Une dizaine de clichés de l'artiste Thibault Stipal ont été lacérés à coups de cutter. 

© France 3 Culturebox (capture vidéo)

Inaugurée en juillet dernier, l’exposition "Le Baiser", installée dans le parc de la ville de Royan a été vandalisée. Signées de l’artiste Thibault Stipal, ces photos grand format de couples hétérosexuels, homosexuels ou mixtes ont été lacérées à coups de cutter. On est pourtant loin de clichés outranciers. De son côté, la mairie va tout faire pour éditer à nouveau les photos.

Au moment de son installation début juillet, l’exposition avait déjà heurté certains habitants de Royan qui avaient trouvé choquant d’exposer ces photos de baisers (somme toute très chastes) à proximité d’un jardin d’enfants. Leur dégradation n’a donc pas étonné Thibault Stipal, l’artiste à l’origine de ces clichés qui célèbrent avant tout l’amour et la tolérance.

Reportage : P. Périn / A. Morel / C. Pougeas
Ce projet de photos autour du baiser est né en 2013. En pleine love story, l’artiste qui avait envie de partager son bonheur et "d’envoyer un message positif", a décidé de photographier des couples en train de s’embrasser. Via les réseaux sociaux,Thibault Stipal a communiqué sur son projet. Quelques amis mais surtout beaucoup d’amoureux anonymes ont répondu à son appel. Des gens de toutes origines, de tous âges et de toute orientation sexuelle.
Expo les baisers à Royan © France 3 Culturebox (capture vidéo)
Les séances se passaient avec en fond sonore un album du groupe de rock anglais Alt-J, pour son "electro sensuel". Liberté totale était laissée sur la façon d’embrasser. Tendre, chaste, passionnée, pulpeuse... Les modèles posaient torse nu, même si les clichés dévoilent peu de choses de leur anatomie. Et cela leur donne une unité et une belle simplicité.

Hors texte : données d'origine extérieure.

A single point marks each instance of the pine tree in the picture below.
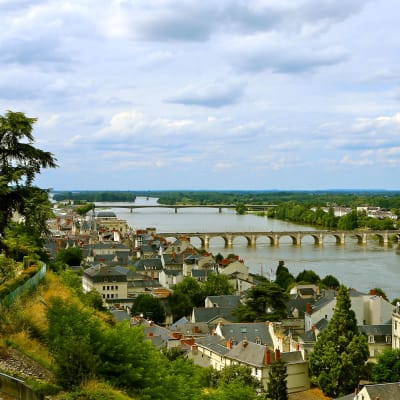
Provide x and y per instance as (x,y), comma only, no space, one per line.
(277,388)
(340,352)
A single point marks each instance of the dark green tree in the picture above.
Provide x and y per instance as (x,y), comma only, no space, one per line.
(191,288)
(180,305)
(330,282)
(277,386)
(71,256)
(308,276)
(73,337)
(283,277)
(266,301)
(20,162)
(387,367)
(150,307)
(340,353)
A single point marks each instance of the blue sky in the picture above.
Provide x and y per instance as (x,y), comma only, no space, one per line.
(212,94)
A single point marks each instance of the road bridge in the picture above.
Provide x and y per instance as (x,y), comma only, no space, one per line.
(319,237)
(220,207)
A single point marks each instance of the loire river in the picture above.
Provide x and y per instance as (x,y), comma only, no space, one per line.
(359,266)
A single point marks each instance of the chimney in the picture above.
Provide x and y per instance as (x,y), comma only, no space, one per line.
(267,357)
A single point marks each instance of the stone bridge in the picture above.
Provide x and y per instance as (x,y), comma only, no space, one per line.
(340,237)
(220,207)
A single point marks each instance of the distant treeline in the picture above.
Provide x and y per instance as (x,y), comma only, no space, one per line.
(92,196)
(385,199)
(302,214)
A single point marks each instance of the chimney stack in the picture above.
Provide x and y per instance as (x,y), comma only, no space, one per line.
(267,357)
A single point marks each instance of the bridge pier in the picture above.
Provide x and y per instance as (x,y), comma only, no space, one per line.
(229,242)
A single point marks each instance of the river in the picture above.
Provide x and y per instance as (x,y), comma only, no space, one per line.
(359,266)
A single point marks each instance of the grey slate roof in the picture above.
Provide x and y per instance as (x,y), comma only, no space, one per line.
(99,273)
(202,314)
(385,391)
(145,264)
(178,323)
(214,343)
(376,330)
(225,301)
(252,331)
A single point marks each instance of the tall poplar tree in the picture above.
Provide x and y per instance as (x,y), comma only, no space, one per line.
(20,162)
(340,353)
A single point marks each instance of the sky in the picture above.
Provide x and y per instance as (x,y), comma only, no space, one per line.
(207,95)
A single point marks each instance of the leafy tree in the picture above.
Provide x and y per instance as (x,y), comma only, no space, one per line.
(277,387)
(20,162)
(71,256)
(180,305)
(73,337)
(330,282)
(150,307)
(340,352)
(20,240)
(266,301)
(387,367)
(191,288)
(283,277)
(217,285)
(7,268)
(308,276)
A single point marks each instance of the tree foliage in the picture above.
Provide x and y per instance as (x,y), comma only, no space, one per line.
(217,285)
(71,256)
(308,276)
(330,282)
(20,162)
(340,352)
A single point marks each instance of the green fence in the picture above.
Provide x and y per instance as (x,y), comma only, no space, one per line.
(31,283)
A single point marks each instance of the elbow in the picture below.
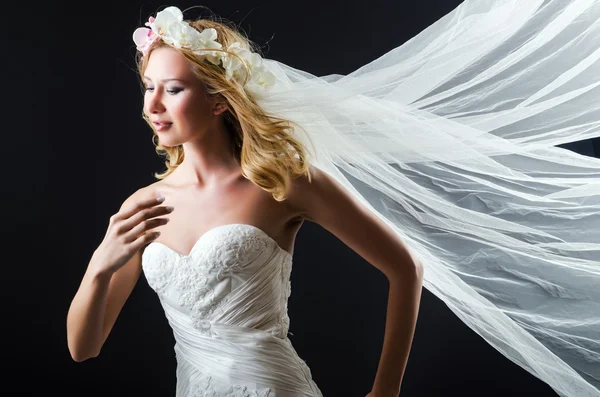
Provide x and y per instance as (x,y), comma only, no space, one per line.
(79,355)
(82,357)
(409,273)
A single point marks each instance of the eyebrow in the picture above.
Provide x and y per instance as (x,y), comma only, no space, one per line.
(165,80)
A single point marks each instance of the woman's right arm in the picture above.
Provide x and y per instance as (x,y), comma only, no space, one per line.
(111,275)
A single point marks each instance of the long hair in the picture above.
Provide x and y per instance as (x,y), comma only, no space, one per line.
(264,145)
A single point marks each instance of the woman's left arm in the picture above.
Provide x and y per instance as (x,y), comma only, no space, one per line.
(327,203)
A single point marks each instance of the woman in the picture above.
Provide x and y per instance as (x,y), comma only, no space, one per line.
(238,186)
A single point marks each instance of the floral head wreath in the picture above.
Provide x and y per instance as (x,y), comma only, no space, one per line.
(241,64)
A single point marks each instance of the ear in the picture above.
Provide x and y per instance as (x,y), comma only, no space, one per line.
(219,108)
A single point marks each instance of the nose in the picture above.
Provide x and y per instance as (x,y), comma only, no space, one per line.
(154,103)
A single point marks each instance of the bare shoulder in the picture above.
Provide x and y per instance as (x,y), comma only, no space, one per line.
(304,192)
(141,194)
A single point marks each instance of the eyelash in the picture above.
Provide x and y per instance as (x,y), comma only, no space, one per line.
(172,92)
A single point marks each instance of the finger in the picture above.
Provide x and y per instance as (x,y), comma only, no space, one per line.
(144,240)
(144,227)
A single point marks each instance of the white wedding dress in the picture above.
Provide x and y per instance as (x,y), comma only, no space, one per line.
(226,302)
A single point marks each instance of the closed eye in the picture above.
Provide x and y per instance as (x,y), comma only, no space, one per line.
(172,91)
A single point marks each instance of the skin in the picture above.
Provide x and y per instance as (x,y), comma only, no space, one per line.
(208,190)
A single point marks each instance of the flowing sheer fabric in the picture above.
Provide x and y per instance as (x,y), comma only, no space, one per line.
(451,139)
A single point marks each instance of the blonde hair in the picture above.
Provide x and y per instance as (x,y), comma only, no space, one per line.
(264,146)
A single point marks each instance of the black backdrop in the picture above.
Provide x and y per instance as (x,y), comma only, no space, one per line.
(75,146)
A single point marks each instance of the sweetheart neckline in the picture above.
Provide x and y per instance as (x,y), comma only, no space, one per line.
(181,256)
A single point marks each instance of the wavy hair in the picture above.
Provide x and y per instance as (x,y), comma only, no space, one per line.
(264,144)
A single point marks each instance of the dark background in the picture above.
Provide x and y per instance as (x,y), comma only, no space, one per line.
(75,147)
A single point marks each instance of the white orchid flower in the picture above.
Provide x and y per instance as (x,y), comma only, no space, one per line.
(164,19)
(208,39)
(172,29)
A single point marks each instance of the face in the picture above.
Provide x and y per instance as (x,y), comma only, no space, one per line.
(175,95)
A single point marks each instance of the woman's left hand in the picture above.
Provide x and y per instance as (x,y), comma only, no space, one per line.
(371,394)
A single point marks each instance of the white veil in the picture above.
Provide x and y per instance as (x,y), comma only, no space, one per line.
(451,139)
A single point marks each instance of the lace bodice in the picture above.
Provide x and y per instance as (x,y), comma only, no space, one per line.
(224,259)
(226,302)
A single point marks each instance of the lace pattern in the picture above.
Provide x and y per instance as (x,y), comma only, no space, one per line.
(220,257)
(205,388)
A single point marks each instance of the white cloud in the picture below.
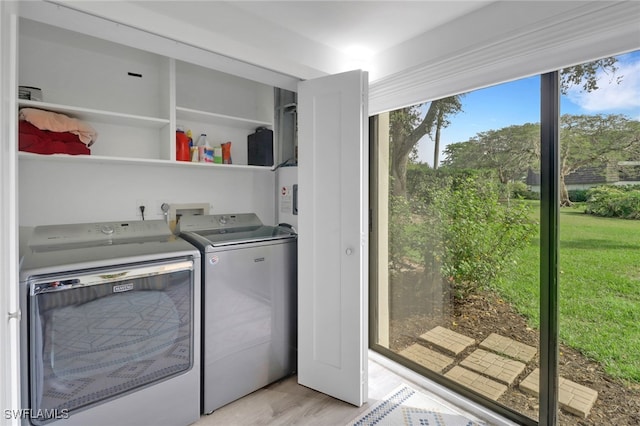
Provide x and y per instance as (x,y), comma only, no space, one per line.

Au final, on est loin, très loin de clichés pornos ou trashs. Mais on frôle par contre les limites de ce qu’une partie de la population est capable d’accepter concernant la mixité ou pas des corps, des origines... L’exposition était prévue jusqu’au 31 août.
Reste à souhaiter que les photos de Thibault Stipal puissent revenir afin d'embrasser - et d'embraser - le regard des passants.